Study shows ChatGPT tends to overprescribe in emergencies
Researchers uncover ChatGPT’s limitations in emergency care.
A study conducted by UC San Francisco found that ChatGPT, when applied in emergency care, often recommends unnecessary treatments such as X-rays and antibiotics. It also admits patients who don’t require hospitalisation. Despite its strengths in certain areas, the AI model struggles to match the accuracy of a human doctor in more complex decision-making.
Researchers discovered that while ChatGPT can excel in simpler tasks like determining which patient is sicker, it tends to overprescribe when faced with real emergency cases. ChatGPT-4 performed 8% worse than resident doctors, while version 3.5 was 24% less accurate. These overprescriptions could lead to unnecessary treatments, increased healthcare costs, and strain on resources.

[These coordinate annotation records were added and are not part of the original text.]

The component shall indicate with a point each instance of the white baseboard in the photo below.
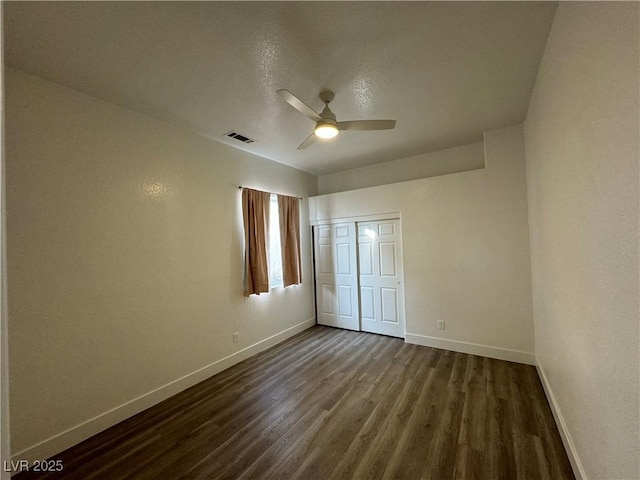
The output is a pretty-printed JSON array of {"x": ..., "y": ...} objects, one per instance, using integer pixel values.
[
  {"x": 75, "y": 435},
  {"x": 569, "y": 446},
  {"x": 472, "y": 348}
]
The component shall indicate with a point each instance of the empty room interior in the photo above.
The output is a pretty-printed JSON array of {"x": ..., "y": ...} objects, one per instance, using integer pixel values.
[{"x": 320, "y": 240}]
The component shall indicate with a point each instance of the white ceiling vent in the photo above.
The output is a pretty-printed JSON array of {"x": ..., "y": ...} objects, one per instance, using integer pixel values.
[{"x": 239, "y": 137}]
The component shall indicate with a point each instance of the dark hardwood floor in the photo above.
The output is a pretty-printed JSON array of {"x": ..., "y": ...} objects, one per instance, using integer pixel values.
[{"x": 335, "y": 404}]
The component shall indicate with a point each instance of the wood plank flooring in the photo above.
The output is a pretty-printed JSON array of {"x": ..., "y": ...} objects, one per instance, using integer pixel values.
[{"x": 332, "y": 404}]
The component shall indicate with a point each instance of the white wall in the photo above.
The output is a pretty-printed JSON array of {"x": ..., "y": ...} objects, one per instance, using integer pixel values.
[
  {"x": 466, "y": 250},
  {"x": 124, "y": 262},
  {"x": 582, "y": 175},
  {"x": 442, "y": 162}
]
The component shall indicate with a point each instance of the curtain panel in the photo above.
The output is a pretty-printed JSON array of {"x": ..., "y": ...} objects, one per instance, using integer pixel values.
[
  {"x": 255, "y": 213},
  {"x": 289, "y": 213}
]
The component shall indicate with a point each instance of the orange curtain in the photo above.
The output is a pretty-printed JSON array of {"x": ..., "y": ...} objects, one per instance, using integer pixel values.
[
  {"x": 289, "y": 213},
  {"x": 255, "y": 212}
]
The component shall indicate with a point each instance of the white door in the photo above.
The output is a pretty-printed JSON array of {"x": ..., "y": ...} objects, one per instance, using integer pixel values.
[
  {"x": 380, "y": 277},
  {"x": 336, "y": 275}
]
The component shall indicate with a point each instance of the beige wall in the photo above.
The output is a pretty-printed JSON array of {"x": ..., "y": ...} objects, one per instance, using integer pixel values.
[
  {"x": 125, "y": 259},
  {"x": 466, "y": 250},
  {"x": 582, "y": 174},
  {"x": 443, "y": 162},
  {"x": 5, "y": 451}
]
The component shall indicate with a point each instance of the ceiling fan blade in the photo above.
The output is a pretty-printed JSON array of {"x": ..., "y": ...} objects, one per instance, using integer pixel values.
[
  {"x": 310, "y": 139},
  {"x": 299, "y": 105},
  {"x": 367, "y": 125}
]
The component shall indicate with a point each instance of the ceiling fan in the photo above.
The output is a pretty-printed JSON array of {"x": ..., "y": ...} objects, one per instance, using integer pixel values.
[{"x": 326, "y": 124}]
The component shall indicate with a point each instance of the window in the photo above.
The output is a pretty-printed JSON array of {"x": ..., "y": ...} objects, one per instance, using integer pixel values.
[{"x": 275, "y": 250}]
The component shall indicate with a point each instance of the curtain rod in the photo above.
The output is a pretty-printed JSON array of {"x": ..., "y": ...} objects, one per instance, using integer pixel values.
[{"x": 299, "y": 198}]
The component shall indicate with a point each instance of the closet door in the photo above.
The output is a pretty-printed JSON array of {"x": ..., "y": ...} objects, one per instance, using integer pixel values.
[
  {"x": 336, "y": 275},
  {"x": 381, "y": 277}
]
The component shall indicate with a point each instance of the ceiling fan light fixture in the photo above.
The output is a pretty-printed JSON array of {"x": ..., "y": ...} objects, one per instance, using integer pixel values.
[{"x": 326, "y": 130}]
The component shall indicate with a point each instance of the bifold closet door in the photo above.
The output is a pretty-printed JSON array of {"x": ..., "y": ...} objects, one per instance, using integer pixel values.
[
  {"x": 336, "y": 275},
  {"x": 381, "y": 278}
]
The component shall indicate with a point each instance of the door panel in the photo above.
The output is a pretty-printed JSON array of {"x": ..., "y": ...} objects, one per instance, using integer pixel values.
[
  {"x": 380, "y": 277},
  {"x": 336, "y": 276}
]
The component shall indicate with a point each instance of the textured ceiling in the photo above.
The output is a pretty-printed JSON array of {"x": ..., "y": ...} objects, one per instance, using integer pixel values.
[{"x": 446, "y": 71}]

The research highlighted that the AI models are influenced by their internet training, often erring on the side of caution by recommending medical consultations. Although this approach is appropriate for general safety, it can be problematic in emergency settings, where unneeded treatments can harm patients. More refined frameworks are needed before AI can reliably assist in EDs.
Researchers are working on better ways for AI to evaluate clinical information in emergency care. A balance must be found between preventing serious oversight and avoiding excessive medical interventions.